We next investigated whether the highest filtration rate observed with low DKW/RBW ratios resulted in deleterious consequences in terms of graft function and particularly the occurrence of proteinuria, the first quantifiable usual parameters that correlate with kidney graft injuries after hyperfiltration. We observed that recipient gender interfered significantly with donor age (P = 0.005); the results then were calibrated for donor age at, for instance, 45 yr (Table 4). One third of patients presented a proteinuria >0.5 g/24 h during the follow-up. Patients with the lowest DKW/RBW ratio (<2 g/kg) presented the highest (50%) and earliest occurrence (10.43 mo) of proteinuria compared with 33% and 13.44 mo for DKW/RBW ratios between 2 and 4 g/kg and 23% and 14.33 mo for DKW/RBW ratios ≥4 g/kg. The probability of the proteinuria >0.5 g/24 h occurring for the first time during the follow-up correlated with the DKW/RBW ratio. In effect, the risk of proteinuria occurrence increased 1.4-fold for the low ratios <2 g/kg, compared with DKW/RBW ratios between 2 and 4 g/kg (P = 0.03) and 2-fold compared with DKW/RBW ratios ≥4 g/kg (P < 0.001). Delayed graft function and the recipient’s being male were also found to be risk factors for the occurrence of proteinuria.

View this table:
Table 4.

a Cox model analysis of proteinuria occurrence

Graft Survival Analysis (n = 905)

Despite the effects of small DKW/RBW ratios on the filtration rate and proteinuria, no effect of DKW/RBW ratios per se on graft survival was observed according to Cox multivariate analysis at the end of the study survey (Figure 3). However, the risk of graft loss increased significantly with increasing donor age (in years; relative risk 1.02; 95% confidence interval 1.00 to 1.03; P = 0.019) and for six HLA incompatibilities (relative risk 3.10; 95% confidence interval 1.39 to 6.81 P < 0.0053). When the covariates that also were found to be significantly associated with proteinuria were tested for a possible synergistic effect with low DKW/RBW ratios (<2 g/kg; recipient gender and delayed graft function, see Table 4), no significant impact on graft survival was noted. Finally, no additional effect of other parameters classically associated with poor long-term graft survival (cold ischemia time, panel reactive antibodies, acute rejection episodes, and donor and recipient age) was observed.

Figure 3.
Figure 3.

Kaplan-Meier graft survival according to the DKW/RBW ratio. The DKW/RBW ratios have no impact on graft survival at the end of the study survey. One and 4-yr graft survival was 98 and 89% for patients with small DKW/RBW ratios <2 g/kg, 94 and 88% for patients with ratios between 2 and 4 g/kg, and 94 and 85% for patients with ratios ≥4 g/kg, respectively.

Discussion

Graft/recipient mass ratio represents a potentially important parameter in terms of kidney graft outcome. However, this “simple” parameter has never been studied in a large cohort of kidney transplant recipients. In addition, in this study, we investigated the direct effect of kidney graft mass on transplant function in recipients of unrelated grafts. Given the multicentric nature of the study, to limit the risk of multiplication of data errors related to a more accurate formula (e.g., Nankivell), we chose to use the most simple validated formula (Cockroft and Gault) to assess graft function (22).

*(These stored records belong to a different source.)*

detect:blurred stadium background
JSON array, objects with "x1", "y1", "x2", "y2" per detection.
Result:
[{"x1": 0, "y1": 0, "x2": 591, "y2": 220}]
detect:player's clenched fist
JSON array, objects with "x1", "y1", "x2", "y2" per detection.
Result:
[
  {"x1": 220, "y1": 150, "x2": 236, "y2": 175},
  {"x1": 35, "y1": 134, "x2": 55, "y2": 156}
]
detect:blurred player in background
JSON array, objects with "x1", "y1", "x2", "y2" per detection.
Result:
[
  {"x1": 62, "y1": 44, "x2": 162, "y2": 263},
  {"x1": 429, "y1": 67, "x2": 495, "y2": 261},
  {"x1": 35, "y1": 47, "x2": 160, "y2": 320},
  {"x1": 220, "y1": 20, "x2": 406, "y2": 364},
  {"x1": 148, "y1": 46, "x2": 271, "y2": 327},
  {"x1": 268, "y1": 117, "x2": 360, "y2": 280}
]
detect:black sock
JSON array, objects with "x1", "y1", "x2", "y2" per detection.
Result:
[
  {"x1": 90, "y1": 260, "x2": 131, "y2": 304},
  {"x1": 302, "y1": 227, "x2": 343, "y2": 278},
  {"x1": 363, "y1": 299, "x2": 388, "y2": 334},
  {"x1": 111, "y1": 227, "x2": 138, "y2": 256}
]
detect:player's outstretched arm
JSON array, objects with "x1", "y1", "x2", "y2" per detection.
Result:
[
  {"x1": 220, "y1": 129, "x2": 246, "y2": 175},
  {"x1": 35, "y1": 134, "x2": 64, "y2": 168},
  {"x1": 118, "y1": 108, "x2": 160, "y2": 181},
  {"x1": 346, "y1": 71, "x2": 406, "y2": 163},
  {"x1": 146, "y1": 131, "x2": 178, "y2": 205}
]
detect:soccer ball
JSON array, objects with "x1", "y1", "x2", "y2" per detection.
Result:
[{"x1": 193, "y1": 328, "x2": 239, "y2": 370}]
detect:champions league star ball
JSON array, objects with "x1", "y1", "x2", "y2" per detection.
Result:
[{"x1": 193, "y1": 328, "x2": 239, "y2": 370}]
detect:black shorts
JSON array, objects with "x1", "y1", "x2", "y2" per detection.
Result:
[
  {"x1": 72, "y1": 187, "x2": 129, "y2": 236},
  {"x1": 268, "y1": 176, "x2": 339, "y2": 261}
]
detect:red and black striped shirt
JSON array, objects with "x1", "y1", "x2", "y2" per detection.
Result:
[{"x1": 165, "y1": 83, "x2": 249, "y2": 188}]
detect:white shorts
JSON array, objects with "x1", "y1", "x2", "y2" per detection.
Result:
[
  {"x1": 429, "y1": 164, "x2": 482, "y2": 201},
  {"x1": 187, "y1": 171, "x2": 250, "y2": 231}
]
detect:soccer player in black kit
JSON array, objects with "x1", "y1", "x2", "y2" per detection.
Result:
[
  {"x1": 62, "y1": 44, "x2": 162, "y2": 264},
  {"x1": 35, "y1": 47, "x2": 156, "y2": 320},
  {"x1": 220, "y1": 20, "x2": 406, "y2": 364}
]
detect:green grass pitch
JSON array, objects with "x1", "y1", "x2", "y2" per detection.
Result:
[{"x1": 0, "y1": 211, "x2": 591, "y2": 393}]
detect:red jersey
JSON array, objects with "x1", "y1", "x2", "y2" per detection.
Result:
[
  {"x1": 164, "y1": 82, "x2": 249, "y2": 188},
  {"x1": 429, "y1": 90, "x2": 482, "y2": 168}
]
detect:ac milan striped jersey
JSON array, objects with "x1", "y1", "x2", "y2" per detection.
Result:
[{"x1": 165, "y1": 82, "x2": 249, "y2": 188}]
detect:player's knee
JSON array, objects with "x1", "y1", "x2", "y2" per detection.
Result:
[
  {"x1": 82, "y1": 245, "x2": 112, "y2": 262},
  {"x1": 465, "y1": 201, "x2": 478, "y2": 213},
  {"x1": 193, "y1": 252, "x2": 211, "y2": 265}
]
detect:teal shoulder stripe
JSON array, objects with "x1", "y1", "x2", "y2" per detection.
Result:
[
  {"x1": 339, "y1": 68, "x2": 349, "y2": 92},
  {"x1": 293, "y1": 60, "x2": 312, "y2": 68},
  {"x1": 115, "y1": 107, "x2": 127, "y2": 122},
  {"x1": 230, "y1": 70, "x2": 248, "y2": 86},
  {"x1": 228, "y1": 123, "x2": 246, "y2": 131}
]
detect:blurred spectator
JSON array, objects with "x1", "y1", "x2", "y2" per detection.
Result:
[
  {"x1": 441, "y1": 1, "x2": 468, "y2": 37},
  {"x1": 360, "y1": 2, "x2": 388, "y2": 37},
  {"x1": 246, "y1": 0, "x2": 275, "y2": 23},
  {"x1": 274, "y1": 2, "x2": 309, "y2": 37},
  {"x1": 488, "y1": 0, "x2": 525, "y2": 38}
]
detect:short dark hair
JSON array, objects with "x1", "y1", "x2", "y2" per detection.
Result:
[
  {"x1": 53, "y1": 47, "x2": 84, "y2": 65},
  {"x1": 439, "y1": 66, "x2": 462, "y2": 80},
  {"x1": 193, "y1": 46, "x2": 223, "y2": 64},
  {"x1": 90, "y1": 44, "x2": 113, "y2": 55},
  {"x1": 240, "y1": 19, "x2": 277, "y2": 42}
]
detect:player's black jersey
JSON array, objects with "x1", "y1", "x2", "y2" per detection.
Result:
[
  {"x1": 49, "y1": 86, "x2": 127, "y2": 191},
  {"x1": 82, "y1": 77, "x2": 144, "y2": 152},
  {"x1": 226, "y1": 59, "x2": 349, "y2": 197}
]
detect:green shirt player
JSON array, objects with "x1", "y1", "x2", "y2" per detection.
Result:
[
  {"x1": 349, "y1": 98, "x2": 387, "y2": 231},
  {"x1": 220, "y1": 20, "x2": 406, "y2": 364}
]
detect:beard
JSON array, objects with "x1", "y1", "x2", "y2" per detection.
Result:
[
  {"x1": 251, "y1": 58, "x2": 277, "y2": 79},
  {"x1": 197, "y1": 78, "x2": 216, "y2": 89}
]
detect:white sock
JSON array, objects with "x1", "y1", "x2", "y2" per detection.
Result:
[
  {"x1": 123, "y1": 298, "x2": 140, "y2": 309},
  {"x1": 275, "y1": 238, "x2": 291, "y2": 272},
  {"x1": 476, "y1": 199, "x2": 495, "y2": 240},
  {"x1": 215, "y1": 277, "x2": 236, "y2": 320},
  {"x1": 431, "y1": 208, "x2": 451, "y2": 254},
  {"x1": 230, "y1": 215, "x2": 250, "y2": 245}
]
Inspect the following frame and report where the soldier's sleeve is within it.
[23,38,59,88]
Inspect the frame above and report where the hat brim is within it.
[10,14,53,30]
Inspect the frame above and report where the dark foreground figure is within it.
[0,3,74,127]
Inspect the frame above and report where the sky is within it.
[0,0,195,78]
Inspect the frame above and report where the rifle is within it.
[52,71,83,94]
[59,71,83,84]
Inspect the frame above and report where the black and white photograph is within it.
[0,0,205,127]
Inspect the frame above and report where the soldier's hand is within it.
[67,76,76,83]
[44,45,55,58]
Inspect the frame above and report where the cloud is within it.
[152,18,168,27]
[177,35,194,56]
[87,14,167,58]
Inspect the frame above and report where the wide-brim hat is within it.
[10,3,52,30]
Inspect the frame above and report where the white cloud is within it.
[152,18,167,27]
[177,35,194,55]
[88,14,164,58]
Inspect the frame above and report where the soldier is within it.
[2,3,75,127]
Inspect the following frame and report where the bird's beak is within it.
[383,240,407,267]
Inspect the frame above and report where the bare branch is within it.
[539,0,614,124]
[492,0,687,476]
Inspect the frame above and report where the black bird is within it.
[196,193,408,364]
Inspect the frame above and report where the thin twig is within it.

Several studies have explored the effect of graft mass on transplantation outcome via indirect estimation using parameters such as the donor body mass or body surface area (2325). However, body surface area has been shown to correlate positively with glomerular volume but not with the number of glomeruli (26). In contrast, kidney mass is related to the number of glomeruli and to the adaptive capacity of a grafted organ to its new physiologic conditions after transplantation. Moreover, actual donor body weight is difficult to estimate in the case of cadaver donor transplantation, although a more precise measurement can be obtained in the case of living related donors. However, even in this latter situation, donor height and weight do not account for more than one third of kidney weight variability (27). Recent data that have revisited the relationship among kidney mass, glomerular volume, and glomerulus number (28,29) reinforce the need to analyze directly the DKW in this type of study.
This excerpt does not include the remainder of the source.